THE PUSHCART PRIZE, V: Best of the Small Presses, 1980-1981

By

Pub Date: May 30th, 1980
Publisher: Pushcart Press

Although there's no unmistakable standout in this year's Pushcart collection, the whole thing has an air of laudatory alertness. Prose fiction is where the solidest weight settles. Michael Brondoli's flashy but compelling novella set in and around a North Carolina bar (""Showdown"") and a redneck radio-station story by David Madden (""On the Big Wind"") are complementary, pleasing reminders of the continued energy of Southern fiction. Asa Baber (bizarre), Barbara Grossman (pointillist), and Romulus Linney (sly parable) all punch in smartly. And maybe most impressive of all is W. P. Kinsella's heartbreaking story about the blasted hopes of some Indians, a story written in ""bad"" English--""Pretend Dinners."" Non-fiction prose maintains a high level as well: David Plante's head-on, quite affecting ""Jean Rhys: A Remembrance""; a strange anthropological-economic-poetic essay by Lewis Hyde; William Harmon's good-natured, non-panting assessment of Louis Zukofsky.

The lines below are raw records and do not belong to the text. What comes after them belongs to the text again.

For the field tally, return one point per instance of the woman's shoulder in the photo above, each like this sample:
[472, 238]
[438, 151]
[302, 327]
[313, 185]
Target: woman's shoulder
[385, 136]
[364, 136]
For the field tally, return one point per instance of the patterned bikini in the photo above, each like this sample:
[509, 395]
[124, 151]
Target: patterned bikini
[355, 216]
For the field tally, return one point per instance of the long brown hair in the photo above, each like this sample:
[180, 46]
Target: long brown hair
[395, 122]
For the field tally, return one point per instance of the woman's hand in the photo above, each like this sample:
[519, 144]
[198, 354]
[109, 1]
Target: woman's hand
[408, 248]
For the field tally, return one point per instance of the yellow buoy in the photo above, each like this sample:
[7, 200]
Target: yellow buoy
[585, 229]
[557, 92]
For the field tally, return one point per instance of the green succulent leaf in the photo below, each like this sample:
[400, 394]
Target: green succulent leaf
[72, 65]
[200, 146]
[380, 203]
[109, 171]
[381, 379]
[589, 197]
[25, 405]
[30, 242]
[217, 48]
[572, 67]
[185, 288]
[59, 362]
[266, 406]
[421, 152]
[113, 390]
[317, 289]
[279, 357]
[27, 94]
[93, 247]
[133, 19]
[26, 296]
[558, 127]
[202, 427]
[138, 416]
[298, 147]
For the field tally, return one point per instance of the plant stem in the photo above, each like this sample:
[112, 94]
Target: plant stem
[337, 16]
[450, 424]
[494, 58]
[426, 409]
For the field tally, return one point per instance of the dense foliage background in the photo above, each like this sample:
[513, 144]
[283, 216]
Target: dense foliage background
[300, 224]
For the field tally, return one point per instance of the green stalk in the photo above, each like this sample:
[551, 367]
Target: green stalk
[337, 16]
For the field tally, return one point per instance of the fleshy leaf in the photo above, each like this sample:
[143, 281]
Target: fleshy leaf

And there's the sheer, refreshing exuberance of an out-and-out broadside on the artist Christo and contemporary art in general (""the will to be charmed has replaced the urge to see"") by David Perkins; it has all the whiz and vinegar that small magazines historically used to trade in. Poetry, as usual, is the least of the Pushcart; Seamus Heaney, Jorrie Graham, and John Taggart rise, however. In sum: the best Pushcart in some time, good throughout and consistently interesting--with the highest quality centered absolutely on the prose.